Harvey Allen Silverglate (born May 10, 1942) is a retired American attorney, journalist, writer, and a co-founder of the Foundation for Individual Rights and Expression (FIRE).

Silverglate was a member of the board of the Massachusetts chapter of the American Civil Liberties Union and also taught at Harvard Law School, the University of Massachusetts Boston, and at the Cambridge Rindge and Latin School.

He was an attorney in Cambridge, Massachusetts. He practiced in academic freedom, civil liberties, criminal defense, and students' rights cases. He also co-founded FIRE with Alan Charles Kors.

Born in New York City, Silverglate graduated in 1960 from Bogota High School in Bogota, New Jersey. He holds degrees from Princeton University (cum laude, 1964) and Harvard Law School (1967). He is a practicing attorney, specializing in civil liberties litigation, criminal defense, academic freedom, and students' rights cases. He was in the role of Of Counsel to the Boston-based law firm Zalkind Duncan & Bernstein.

Among his more prominent clients was John Eastman, a fellow attorney controversial for his service to Donald Trump.

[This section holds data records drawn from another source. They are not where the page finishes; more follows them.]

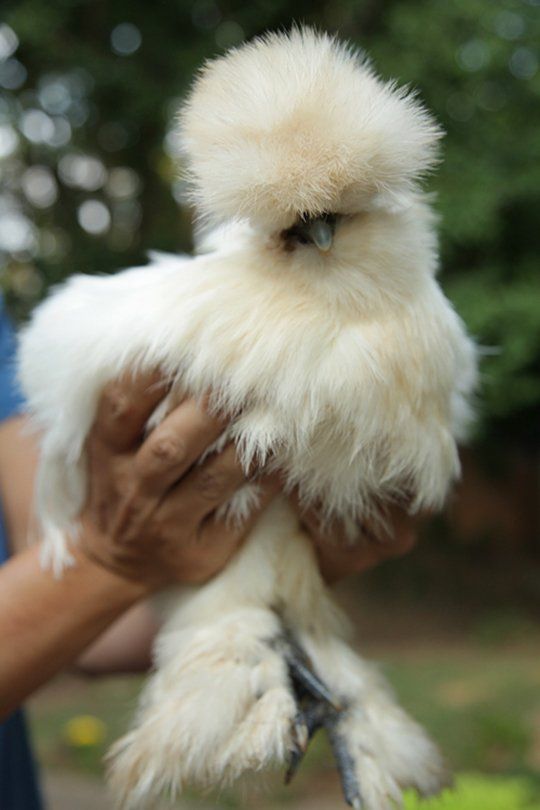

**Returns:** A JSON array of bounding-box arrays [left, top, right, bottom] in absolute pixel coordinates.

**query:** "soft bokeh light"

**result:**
[[0, 23, 19, 62], [77, 200, 111, 236], [58, 153, 107, 191]]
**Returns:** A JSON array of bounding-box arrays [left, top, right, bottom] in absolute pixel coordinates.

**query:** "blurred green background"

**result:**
[[0, 0, 540, 810]]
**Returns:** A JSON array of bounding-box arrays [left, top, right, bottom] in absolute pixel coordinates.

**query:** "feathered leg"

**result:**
[[107, 500, 450, 810]]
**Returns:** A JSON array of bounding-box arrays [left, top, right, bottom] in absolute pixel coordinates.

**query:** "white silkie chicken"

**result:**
[[20, 29, 476, 810]]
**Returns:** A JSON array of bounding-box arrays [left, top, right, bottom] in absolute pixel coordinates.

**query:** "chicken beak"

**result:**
[[306, 217, 334, 253]]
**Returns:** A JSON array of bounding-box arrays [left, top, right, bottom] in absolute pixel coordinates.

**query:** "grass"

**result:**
[[27, 641, 540, 810]]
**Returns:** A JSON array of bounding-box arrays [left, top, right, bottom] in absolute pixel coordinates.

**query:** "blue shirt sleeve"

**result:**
[[0, 298, 24, 422]]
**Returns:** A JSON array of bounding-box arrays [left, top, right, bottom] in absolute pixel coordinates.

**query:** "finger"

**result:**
[[164, 444, 246, 522], [135, 399, 228, 496], [89, 370, 168, 451]]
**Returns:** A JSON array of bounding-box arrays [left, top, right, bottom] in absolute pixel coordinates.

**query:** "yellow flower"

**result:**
[[64, 714, 106, 748]]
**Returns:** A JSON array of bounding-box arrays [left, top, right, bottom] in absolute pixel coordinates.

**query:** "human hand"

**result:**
[[300, 498, 421, 583], [80, 373, 279, 591]]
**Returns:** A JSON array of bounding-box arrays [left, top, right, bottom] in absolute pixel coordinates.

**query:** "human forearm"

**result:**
[[0, 546, 147, 717]]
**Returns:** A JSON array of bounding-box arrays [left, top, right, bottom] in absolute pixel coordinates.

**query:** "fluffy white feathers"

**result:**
[[20, 30, 476, 810], [180, 29, 441, 229]]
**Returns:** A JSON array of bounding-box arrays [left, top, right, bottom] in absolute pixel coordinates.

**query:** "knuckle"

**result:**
[[150, 434, 186, 466], [197, 470, 229, 500]]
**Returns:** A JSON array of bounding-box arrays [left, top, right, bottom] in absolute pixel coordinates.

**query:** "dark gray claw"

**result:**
[[280, 636, 342, 711], [285, 695, 333, 785], [324, 716, 363, 810], [276, 634, 363, 810]]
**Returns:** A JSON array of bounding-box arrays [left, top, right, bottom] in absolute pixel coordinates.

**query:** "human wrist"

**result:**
[[72, 545, 152, 608]]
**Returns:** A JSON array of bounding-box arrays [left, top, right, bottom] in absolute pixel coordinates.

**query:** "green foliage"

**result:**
[[405, 774, 540, 810], [0, 0, 540, 443]]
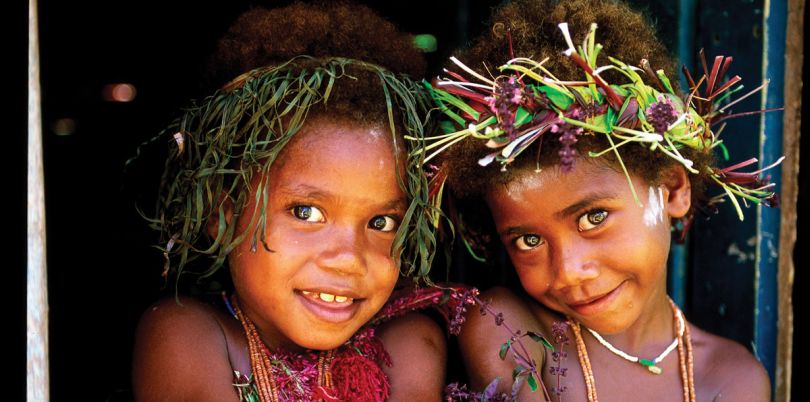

In addition to his law practice, Silverglate is also a journalist and writer. He was a columnist for the Boston Phoenix, writing on politics, law, and civil liberties. He also wrote a regular column for Forbes.com, and has written columns and op-eds for the Wall Street Journal, the Boston Globe, the Los Angeles Times, the National Law Journal, Reason magazine, Massachusetts Lawyers Weekly, and other publications. He authored two books, The Shadow University: The Betrayal of Liberty on America's Campuses (co-authored with Alan Charles Kors) and Three Felonies a Day, which details the extension of vague federal criminal laws into daily conduct that would not be readily seen as criminal.

Silverglate was a featured speaker at a rally by Demand Progress in memory of Aaron Swartz and wrote an op-ed for Massachusetts Lawyers Weekly about Swartz's prosecution by the U.S. Attorney's Office. Lawyers familiar with the case told him the Middlesex County District Attorney's plan had been to resolve Swartz's case by having it "...continued without a finding, with Swartz duly admonished and then returned to civil society to continue his pioneering electronic work in a less legally questionable manner." As he explained to CNET's Declan McCullagh:

Under such a disposition, the charge is held in abeyance ("continued") without any verdict ("without a finding"). The defendant is on probation for a period of a few months up to maybe a couple of years at the most; if the defendant does not get into further legal trouble, the charge is dismissed, and the defendant has no criminal record. This is what the lawyers expected to happen when Swartz was arrested.